[ale] J2EE vs PHP

Ronald Chmara ron at Opus1.COM
Thu Mar 11 19:12:10 EST 2004


On Mar 11, 2004, at 4:57 PM, Michael Mealling wrote:

> On Thu, 2004-03-11 at 16:30, Ronald Chmara wrote:
>> On Mar 11, 2004, at 10:34 AM, Fletch wrote (and quoted):
>>> You might want to check out this paper.  I've quoted the conclusion
>>> paragraph below.  And I trust there's no confusion about what I'd
>>> sugguest instead of either of your sugguestions. :) (mod_perl
>>> underneath either HTML::Mason or Template Toolkit, of course)
>>>
>>> Experiences of Using PHP in Large Websites
>>> http://www.ukuug.org/events/linux2002/papers/html/php/
>> PHP is quite
>> easily scalable, if one simply takes the time to learn *how*. Same as
>> most other languages....but trying to scale perl in the *same* way as
>> PHP in the *same* way as ASP in the *same* way as J2EE? That way
>> madness lies. Each environment scales differently.
> Do you have any pointers for what the proper way to scale PHP is? And
> scale doesn't just include TPS rates. Scale includes complexity as 
> well.

Separate the datastore cluster from the presentation cluster (the easy 
one), code apps/pages in such a way as to make each page independent 
from other data, keep complexity per page down by avoiding code 
bloat...

PHP works best like unix (many small pieces put together as needed,, 
when needed) as compared to a modern shelfware application (all the 
pieces shoved into large binaries, tracking everything at once). Like 
any other environment, it's scalability can be compromised by doing it  
"the wrong way". Perhaps it's easier to point out past environments 
I've seen that hobble PHP... most issues seem to come from familiarity 
with other programming environments and workflows.
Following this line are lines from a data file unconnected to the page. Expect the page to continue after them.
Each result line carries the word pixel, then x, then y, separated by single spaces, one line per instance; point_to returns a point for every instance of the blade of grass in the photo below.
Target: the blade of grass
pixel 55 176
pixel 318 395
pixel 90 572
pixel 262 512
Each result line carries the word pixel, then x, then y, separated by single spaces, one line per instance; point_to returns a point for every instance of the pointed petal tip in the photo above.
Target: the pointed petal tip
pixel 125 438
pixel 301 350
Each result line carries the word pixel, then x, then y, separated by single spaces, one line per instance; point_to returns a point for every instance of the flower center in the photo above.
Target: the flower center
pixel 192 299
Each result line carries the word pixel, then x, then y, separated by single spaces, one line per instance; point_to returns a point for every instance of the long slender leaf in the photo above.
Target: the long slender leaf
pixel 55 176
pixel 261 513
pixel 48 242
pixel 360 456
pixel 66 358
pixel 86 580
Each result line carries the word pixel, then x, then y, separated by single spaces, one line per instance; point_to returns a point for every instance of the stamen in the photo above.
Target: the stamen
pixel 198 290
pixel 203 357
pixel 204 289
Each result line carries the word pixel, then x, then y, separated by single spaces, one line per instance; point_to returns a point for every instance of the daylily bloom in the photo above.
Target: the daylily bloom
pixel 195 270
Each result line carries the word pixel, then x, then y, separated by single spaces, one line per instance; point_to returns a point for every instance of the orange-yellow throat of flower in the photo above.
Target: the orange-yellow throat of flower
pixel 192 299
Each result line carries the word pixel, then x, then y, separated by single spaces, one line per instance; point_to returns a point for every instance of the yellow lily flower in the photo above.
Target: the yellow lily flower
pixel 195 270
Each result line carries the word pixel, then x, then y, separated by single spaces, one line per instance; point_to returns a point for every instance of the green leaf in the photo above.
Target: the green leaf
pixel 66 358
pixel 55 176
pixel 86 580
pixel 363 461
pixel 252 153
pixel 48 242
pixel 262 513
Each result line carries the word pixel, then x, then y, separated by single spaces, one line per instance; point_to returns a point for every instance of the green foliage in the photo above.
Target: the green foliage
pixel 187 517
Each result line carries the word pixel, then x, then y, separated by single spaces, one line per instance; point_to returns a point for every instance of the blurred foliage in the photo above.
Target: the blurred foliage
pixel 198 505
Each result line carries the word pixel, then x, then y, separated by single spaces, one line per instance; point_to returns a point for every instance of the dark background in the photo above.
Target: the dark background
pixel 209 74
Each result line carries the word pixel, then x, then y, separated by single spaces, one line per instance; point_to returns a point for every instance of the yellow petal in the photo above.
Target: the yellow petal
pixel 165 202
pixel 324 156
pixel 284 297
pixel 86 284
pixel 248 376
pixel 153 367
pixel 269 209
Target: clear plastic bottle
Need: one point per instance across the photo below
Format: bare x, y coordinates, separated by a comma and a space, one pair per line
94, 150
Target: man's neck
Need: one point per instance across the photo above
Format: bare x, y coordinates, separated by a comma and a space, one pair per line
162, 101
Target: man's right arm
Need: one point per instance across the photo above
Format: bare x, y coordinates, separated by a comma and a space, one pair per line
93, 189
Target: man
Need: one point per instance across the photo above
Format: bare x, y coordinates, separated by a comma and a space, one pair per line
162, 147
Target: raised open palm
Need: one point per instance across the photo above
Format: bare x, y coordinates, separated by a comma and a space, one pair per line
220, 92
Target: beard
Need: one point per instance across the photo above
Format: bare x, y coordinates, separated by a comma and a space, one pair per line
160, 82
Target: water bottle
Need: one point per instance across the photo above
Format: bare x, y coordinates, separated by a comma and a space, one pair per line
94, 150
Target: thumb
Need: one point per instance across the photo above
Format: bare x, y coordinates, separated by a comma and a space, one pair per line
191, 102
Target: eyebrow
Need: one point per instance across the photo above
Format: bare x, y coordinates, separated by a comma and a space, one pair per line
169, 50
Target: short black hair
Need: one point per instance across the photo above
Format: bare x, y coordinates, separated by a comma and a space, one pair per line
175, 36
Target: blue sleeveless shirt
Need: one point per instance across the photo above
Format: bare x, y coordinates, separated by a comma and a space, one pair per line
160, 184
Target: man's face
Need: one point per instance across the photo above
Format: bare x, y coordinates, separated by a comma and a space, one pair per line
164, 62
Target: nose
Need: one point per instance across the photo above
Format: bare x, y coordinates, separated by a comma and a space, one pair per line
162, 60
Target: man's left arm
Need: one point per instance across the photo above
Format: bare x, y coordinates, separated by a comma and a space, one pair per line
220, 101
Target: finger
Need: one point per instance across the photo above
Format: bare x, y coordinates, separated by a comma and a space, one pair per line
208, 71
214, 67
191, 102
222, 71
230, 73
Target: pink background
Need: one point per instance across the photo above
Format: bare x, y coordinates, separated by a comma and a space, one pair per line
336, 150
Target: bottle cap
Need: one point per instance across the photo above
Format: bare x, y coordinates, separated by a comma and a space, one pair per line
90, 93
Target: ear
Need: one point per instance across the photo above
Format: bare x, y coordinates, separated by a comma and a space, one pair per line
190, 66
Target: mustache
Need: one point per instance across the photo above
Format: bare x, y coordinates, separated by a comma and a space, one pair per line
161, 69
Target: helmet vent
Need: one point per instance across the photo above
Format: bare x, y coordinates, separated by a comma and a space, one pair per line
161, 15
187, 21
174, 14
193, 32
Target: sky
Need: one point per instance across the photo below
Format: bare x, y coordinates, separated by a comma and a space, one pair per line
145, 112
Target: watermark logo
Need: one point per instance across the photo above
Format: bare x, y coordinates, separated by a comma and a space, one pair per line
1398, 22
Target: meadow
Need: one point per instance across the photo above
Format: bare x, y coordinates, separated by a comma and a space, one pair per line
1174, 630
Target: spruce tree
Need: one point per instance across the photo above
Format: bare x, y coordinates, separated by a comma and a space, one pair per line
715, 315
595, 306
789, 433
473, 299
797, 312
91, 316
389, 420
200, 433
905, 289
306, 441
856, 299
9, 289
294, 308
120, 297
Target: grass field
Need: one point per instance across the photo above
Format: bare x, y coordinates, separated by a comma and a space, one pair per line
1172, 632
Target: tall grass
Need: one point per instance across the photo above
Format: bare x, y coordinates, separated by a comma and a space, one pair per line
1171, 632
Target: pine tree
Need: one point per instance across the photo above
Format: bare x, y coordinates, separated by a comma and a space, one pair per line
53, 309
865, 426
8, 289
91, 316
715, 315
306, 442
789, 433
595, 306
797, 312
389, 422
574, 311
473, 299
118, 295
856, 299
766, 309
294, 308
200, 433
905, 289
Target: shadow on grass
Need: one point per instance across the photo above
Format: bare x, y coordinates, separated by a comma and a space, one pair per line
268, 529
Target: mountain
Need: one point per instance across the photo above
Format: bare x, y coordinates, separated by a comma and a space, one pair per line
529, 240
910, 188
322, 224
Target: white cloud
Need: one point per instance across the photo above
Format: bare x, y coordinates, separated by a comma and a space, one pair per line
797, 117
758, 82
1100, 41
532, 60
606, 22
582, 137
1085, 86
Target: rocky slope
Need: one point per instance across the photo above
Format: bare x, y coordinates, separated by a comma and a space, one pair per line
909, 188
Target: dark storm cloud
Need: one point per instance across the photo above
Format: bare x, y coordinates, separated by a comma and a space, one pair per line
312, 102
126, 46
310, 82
Problem 1: The mega-load. Programmers accustomed to building monolithic 
apps include all the PHP code in one file, or a group of include'd 
files pulled up on each page. This makes perfect sense for a monolithic 
app (compile once), or with some mod_perl and python setups (only 
recompile as needed), but with PHP, what happens on page 10 in a 
workflow isn't needed for page two, and, PHP "recompiles" every loaded 
PHP and HTML file on every page hit (Read that again if needed... it 
can be a jaw dropper). What eventually happens is that every function, 
every presentation routine, winds up getting reloaded and recompiled 
every single time.... I've seen sites where an entire 10Mb of site code 
was being loaded, and reinterpreted, on every single page hit (ugh.). 
The solution is simple, but runs counter-intuitive to how many 
programmers may be accustomed to thinking: Only load, on each page hit, 
the code blocks needed for a given page.

Problem 2: The ?berfunction. This is related to problem one. Rather 
than writing small, tight, exclusive code blocks, programmers tend to 
group similar functionality into a single location. So, rather than 
having 15 or 20 different pieces of code defining different 
"data-access techniques", a single lookup on, say, a user id, may call 
functions (that must be reloaded, and recompiled!) for mySQL, 
PostgreSQL, flat-file parsing, RSS, and 
every-other-data-type-under-the-sun. Solution:
Segment out code like mad, not just into routines/functions, but 
separate files, and only load the code/files that are needed. If you're 
just doing a Oracle query, why also load and recompile any custom mySQL 
query functions, or for that matter, custom Oracle update functions?

Problem 3: Not everything is a portal/Not everything deserves to be 
abstracted into loadable modules. This is the opposite extreme of the 
above. In an effort to do great design, I've seen programmers who have 
managed complexity by abstracting virtually everything. So, rather than 
a one-liner piece of PHP code to display the system time being put on a 
page, there's a data gathering component (to get the time), a data 
formatting component (to format the time), a component managing module 
(to keep the time component separate from other components), a module 
determining the page relationship of the component (to indicate where 
the component belongs on a page), and finally, a presentation module 
(to draw the page). Not all abstraction is good.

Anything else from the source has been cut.